Natalya Milchakova, a leading analyst at Freedom Finance Global, views the IMF's forecast as less optimistic than forecasts for other economies. The IMF predicts that the Russian economy will grow by 2.6% in 2024. While this is comparable to the expected growth rate of the world economy and slightly higher than the projected growth rate of US GDP (2.5%), it is significantly lower than the estimated growth rates of China (5%) and India (6.7%), and even lower than the average growth rate of the Asian economy (above 4%). This forecast indicates that Russia remains dependent on commodity prices and partly on the 'price ceiling' for oil. Although indirect, this still impacts consumer demand. The IMF expects the average price of oil to decline compared to the previous year. Milchakova stated, 'Happy 2023.'

However, the IMF has acknowledged that it underestimated the impact of state defense orders and the growth in effective demand from the population on Russia's economic growth in 2023.
In our opinion, the IMF still overlooks certain factors. For instance, it fails to consider the impact of national projects.

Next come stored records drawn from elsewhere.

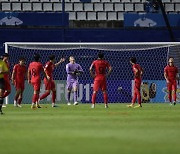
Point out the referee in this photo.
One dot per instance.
(3, 70)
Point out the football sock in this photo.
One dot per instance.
(19, 101)
(105, 98)
(94, 98)
(75, 96)
(16, 97)
(45, 95)
(170, 96)
(134, 98)
(69, 96)
(53, 96)
(1, 102)
(6, 93)
(35, 98)
(174, 96)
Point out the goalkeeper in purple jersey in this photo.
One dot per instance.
(73, 71)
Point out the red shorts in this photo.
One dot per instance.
(36, 85)
(99, 84)
(49, 84)
(137, 85)
(19, 85)
(7, 85)
(172, 85)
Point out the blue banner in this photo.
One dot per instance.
(150, 20)
(155, 91)
(34, 19)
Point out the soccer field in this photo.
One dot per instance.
(155, 128)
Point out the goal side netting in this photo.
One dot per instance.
(151, 56)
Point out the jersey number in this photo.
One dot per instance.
(101, 70)
(34, 72)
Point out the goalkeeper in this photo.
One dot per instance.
(3, 70)
(73, 71)
(49, 83)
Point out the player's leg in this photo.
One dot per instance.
(1, 94)
(53, 89)
(48, 89)
(134, 97)
(105, 95)
(35, 102)
(69, 89)
(174, 89)
(18, 91)
(95, 90)
(138, 92)
(169, 87)
(7, 89)
(75, 90)
(20, 98)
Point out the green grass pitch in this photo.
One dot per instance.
(153, 129)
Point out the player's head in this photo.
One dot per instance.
(5, 56)
(36, 57)
(171, 61)
(72, 59)
(133, 60)
(52, 57)
(22, 60)
(100, 55)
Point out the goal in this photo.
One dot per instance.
(151, 56)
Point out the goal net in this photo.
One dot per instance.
(151, 56)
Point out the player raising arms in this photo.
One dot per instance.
(3, 71)
(18, 79)
(138, 71)
(34, 71)
(73, 71)
(7, 87)
(171, 75)
(100, 65)
(49, 84)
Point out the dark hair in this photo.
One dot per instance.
(36, 57)
(133, 60)
(5, 55)
(22, 58)
(100, 55)
(51, 57)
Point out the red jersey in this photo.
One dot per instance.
(49, 68)
(35, 68)
(100, 68)
(171, 72)
(6, 75)
(20, 72)
(138, 74)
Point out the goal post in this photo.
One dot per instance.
(152, 56)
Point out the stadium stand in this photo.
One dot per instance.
(94, 10)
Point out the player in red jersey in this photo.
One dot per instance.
(138, 71)
(34, 71)
(50, 84)
(7, 87)
(171, 75)
(18, 79)
(100, 65)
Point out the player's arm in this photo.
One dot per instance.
(44, 70)
(13, 74)
(109, 71)
(91, 70)
(166, 76)
(29, 76)
(4, 69)
(68, 71)
(60, 61)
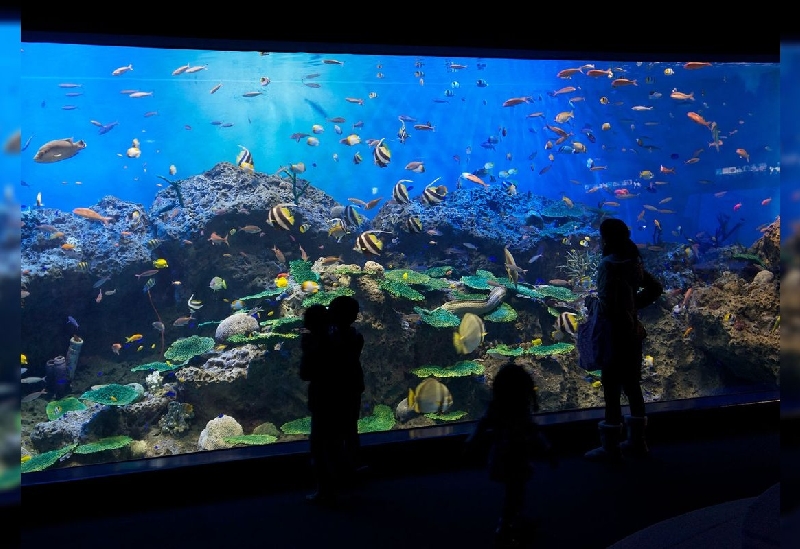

However, in 2019, the World Bank predicted that national projects in Russia could increase the annual growth rate of Russian GDP by at least 0.1%. The IMF does not consider the impact of import substitution, which the Russian Federation is rapidly developing after the departure of foreign brands. The government is investing in the IT sector and strategically important industries, as well as developing the Runet economy, where the service sector is experiencing the highest growth rates," says Milchakova. Therefore, Milchakova does not rule out the possibility of the IMF revising its forecast for the Russian economy in 2024 at a later time, perhaps in six months.

Russian departments have not updated their 2024 forecasts in a while, likely waiting for official Rosstat data on 2023 GDP growth, which will be released in mid-February. Milchakova believes that these forecasts will inevitably be adjusted upward when they are released.
However, the Central Bank of the Russian Federation may remain the most conservative as it places great importance on the impact of increasing the key rate and bank interest rates on loans on economic growth. These factors may result in slower growth for the Russian economy in 2024 compared to 2023. Sanctions and the possibility of a collapse in oil prices remain significant risks for the Russian economy, according to the economist. A sharp drop in oil prices could deal a severe blow to the Russian economy.